Das schlimmste an der Sache ist, dass die Rechtspopulisten die neoliberale Politik noch verschärfen werden und es den Menschen danach noch schlechter gehen wird. Wenn man sich die Geldflüsse der AFD anschaut und sieht welche Firmen dahinter stehen, wird das Problem eindeutig sichtbar. Aber ja. Das Stimmvieh schaufelt sich sein eigenes Grab. Das war leider schon immer so. Ich habe dafür auch keine Lösung parat, außer dass man vielleicht sein Denken ändern sollte. Nicht wir gegen die sondern eher gemeinsam für eine bessere Welt. Meines Erachtens nach gibt es keine Fremden.
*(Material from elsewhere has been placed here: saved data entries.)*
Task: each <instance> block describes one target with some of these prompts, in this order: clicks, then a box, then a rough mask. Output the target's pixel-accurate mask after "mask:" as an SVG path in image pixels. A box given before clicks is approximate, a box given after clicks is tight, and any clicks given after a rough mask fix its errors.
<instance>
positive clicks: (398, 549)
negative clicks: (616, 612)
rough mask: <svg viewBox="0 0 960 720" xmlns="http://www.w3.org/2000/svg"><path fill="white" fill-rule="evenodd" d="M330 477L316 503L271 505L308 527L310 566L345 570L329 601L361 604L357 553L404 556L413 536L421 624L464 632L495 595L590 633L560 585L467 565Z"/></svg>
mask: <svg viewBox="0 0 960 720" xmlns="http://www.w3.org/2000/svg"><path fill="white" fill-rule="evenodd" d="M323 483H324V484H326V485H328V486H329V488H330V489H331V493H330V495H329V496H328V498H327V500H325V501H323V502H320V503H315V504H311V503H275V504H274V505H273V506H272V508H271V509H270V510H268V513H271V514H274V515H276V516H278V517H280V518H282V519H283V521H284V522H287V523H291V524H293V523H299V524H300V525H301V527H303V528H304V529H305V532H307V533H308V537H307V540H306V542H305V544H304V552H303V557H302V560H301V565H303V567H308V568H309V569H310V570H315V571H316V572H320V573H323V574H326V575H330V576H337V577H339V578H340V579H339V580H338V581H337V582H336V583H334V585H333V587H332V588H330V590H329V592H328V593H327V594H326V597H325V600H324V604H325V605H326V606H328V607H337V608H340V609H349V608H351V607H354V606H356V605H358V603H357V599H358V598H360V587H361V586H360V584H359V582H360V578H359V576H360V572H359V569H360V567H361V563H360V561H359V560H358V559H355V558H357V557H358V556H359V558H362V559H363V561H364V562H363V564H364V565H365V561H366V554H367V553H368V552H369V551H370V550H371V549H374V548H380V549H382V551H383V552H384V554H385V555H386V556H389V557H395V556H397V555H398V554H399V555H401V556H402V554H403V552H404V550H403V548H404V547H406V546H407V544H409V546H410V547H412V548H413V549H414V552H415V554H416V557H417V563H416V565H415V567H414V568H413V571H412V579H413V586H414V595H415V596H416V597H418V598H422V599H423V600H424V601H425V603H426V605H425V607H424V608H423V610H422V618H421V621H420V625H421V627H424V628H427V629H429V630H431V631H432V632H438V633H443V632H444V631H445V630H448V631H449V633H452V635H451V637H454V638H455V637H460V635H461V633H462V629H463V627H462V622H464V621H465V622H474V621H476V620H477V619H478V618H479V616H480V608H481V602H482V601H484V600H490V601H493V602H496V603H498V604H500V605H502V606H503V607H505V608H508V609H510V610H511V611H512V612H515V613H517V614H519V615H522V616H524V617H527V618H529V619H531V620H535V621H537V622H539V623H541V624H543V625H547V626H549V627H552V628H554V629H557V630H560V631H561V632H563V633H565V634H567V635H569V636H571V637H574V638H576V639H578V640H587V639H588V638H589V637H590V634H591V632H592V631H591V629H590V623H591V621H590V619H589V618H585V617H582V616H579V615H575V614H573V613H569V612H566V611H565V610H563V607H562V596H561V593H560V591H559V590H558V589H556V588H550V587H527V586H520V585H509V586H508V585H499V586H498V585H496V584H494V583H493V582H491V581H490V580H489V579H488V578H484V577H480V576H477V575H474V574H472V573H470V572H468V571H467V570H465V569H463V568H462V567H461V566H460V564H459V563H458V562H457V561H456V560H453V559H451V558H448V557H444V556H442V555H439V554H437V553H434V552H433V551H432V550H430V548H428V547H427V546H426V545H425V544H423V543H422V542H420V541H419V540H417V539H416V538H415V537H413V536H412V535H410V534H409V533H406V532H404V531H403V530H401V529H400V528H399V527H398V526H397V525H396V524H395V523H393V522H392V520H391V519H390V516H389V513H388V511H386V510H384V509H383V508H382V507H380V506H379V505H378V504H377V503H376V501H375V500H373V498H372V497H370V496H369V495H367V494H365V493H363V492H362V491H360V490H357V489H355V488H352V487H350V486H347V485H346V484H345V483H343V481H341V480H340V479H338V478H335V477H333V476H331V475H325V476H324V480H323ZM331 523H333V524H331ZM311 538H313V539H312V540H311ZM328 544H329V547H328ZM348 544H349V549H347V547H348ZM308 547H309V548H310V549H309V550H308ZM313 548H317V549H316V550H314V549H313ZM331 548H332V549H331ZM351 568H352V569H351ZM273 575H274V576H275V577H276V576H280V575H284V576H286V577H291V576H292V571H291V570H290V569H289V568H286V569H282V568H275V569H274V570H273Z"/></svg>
Alle Menschen sind nun mal einfach gleich! Ich denke, dieses Wir-und-Die-Denken ermöglicht erst solche schlimmen Sachen wie in Christchurch, wo ich mich gerade befinde. Aber über die Stimmung hier werde ich später berichten. Ich bin sehr gespannt, ob wir einen AFD Ministerpräsidenten in Sachsen bekommen werden. Wenn ja, möchte ich definitiv nicht mehr zurück. Was denkst du darüber? Hast du auch Angst vorm Aufstieg der Rechten oder eher vor dem Fremden?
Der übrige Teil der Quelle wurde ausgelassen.